# Kitchen box plates



## sleighr (Nov 14, 2011)

Salvation Army. Goodwill, thrift store. Melmac from the days of my youth. Cheap.


----------



## BoilermakerU (Mar 13, 2009)

Bought some cheap ones at the Family Dollar. Plastic.


----------



## BCJ (Mar 3, 2008)

Aluminum pie plates found at thrift stores last longest but are cold on spring and fall trips. GSI Lexan plates work well.


----------



## rwhyman (May 23, 2005)

I prefer the GSI or REI Lexan plates. Just don't get the ones with the dividers. I was on a trip one time were we used them and if you weren't careful, it was easy to leave crap in the corners when doing the dishes. As you will find out, some are not as diligent with their washing as others.


----------



## sledhooligan (Mar 12, 2009)

My kitchen box is setup for 25 people. Was going to go with GSI Enamel until I picked up 25 plates and felt how heavy they were. I use the GSI lexon plates.
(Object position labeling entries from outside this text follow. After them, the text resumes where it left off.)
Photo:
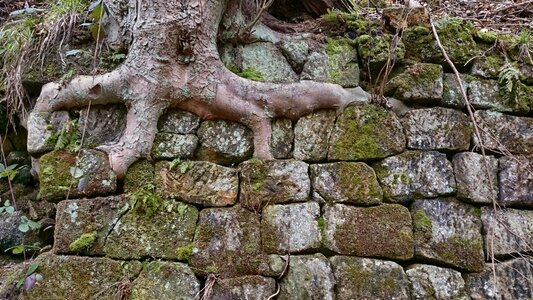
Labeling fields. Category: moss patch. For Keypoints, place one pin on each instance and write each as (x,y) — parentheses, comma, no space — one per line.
(366,132)
(83,242)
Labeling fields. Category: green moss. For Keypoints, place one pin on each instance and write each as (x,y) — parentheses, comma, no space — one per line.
(55,177)
(456,36)
(364,134)
(139,174)
(185,252)
(421,221)
(251,74)
(375,49)
(83,242)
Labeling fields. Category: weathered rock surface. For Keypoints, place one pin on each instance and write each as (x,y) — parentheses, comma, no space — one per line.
(437,129)
(510,133)
(311,135)
(246,287)
(224,142)
(507,231)
(166,233)
(475,183)
(379,231)
(282,138)
(46,128)
(415,174)
(102,124)
(165,280)
(197,182)
(9,234)
(308,277)
(448,232)
(346,182)
(431,282)
(80,278)
(485,94)
(451,93)
(179,122)
(420,83)
(364,278)
(267,60)
(87,174)
(364,133)
(337,64)
(296,52)
(270,182)
(290,227)
(77,217)
(516,181)
(513,281)
(171,145)
(228,242)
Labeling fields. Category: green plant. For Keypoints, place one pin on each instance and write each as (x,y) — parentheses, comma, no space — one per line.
(523,42)
(83,242)
(27,224)
(9,172)
(509,81)
(7,207)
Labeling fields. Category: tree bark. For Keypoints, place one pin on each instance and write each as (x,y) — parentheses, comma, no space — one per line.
(173,61)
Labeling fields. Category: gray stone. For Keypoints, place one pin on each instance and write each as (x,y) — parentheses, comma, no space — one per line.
(420,83)
(309,277)
(224,142)
(77,217)
(81,278)
(475,182)
(270,182)
(448,232)
(415,174)
(9,234)
(102,124)
(377,231)
(281,138)
(167,232)
(44,129)
(436,283)
(343,67)
(311,135)
(165,281)
(346,182)
(512,281)
(366,132)
(178,121)
(171,145)
(228,242)
(507,133)
(86,174)
(296,52)
(516,181)
(507,231)
(290,227)
(316,67)
(451,93)
(266,59)
(485,94)
(364,278)
(197,182)
(437,129)
(246,287)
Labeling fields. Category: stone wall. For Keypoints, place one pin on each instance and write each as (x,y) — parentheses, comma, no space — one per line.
(370,204)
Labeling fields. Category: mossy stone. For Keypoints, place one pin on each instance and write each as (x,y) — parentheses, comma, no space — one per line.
(365,133)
The sportsmans wharehouse in GJ always has a big stack of them. They nest well in a 10gt pot. Spend alittle extra money and stay out of the thrift stores. I always know I'm in deep shit on a trip when the person with the kitchen box brags about he only spent fifty bucks at Goodwill to equip his kitchen box.


----------



## cataraftgirl (Jun 5, 2009)

Another vote for GSI lexan. They hold up pretty well, and are light weight. Big enough to hold a goodly amount of grub and clean up well.


----------



## doughboy (Mar 23, 2009)

Paper plates. Throw them in the river when you are done or use them to start your ground fire.


----------



## wildh2onriver (Jul 21, 2009)

doughboy said:


> Paper plates. Throw them in the river when you are done or use them to start your ground fire.


Use paper plates to start a fire--on doughbutte...


----------



## Gremlin (Jun 24, 2010)

I found square plastic orange plates at Wal-Mart a few years ago. I can't tell you why they are so great but I wish I had bought more. Somehow they are easier to hold while holding more food and they pack up great inside my rectangular kitchen box.


----------



## Sembob (Feb 27, 2014)

I use and really like the blue enamel plates and bowls. I realize they are heavier than some but I also think they are nice to eat off and easy to clean. I like that my stuff matches and won't blow away. Square plates? I see where they would be nice to pack. That's a good idea.


----------



## Rich (Sep 14, 2006)

BYO. Lightens the kitchen box. Lightens the kitchen crew work load.
No sharing spoons, forks and coffee cups that MIGHT have been properly washed (or not). Everyone brings their own and washes their own.
No one puts a dirty plate on the kitchen table and walks away.
No sharing germs or infections. Works well for us.


----------



## duct tape (Aug 25, 2009)

Rich said:


> BYO. Lightens the kitchen box. Lightens the kitchen crew work load.
> No sharing spoons, forks and coffee cups that MIGHT have been properly washed (or not). Everyone brings their own and washes their own.
> No one puts a dirty plate on the kitchen table and walks away.
> No sharing germs or infections. Works well for us.


+1

- Jon


----------



## Sembob (Feb 27, 2014)

Rich said:


> BYO. Lightens the kitchen box. Lightens the kitchen crew work load. No sharing spoons, forks and coffee cups that MIGHT have been properly washed (or not). Everyone brings their own and washes their own. No one puts a dirty plate on the kitchen table and walks away. No sharing germs or infections. Works well for us.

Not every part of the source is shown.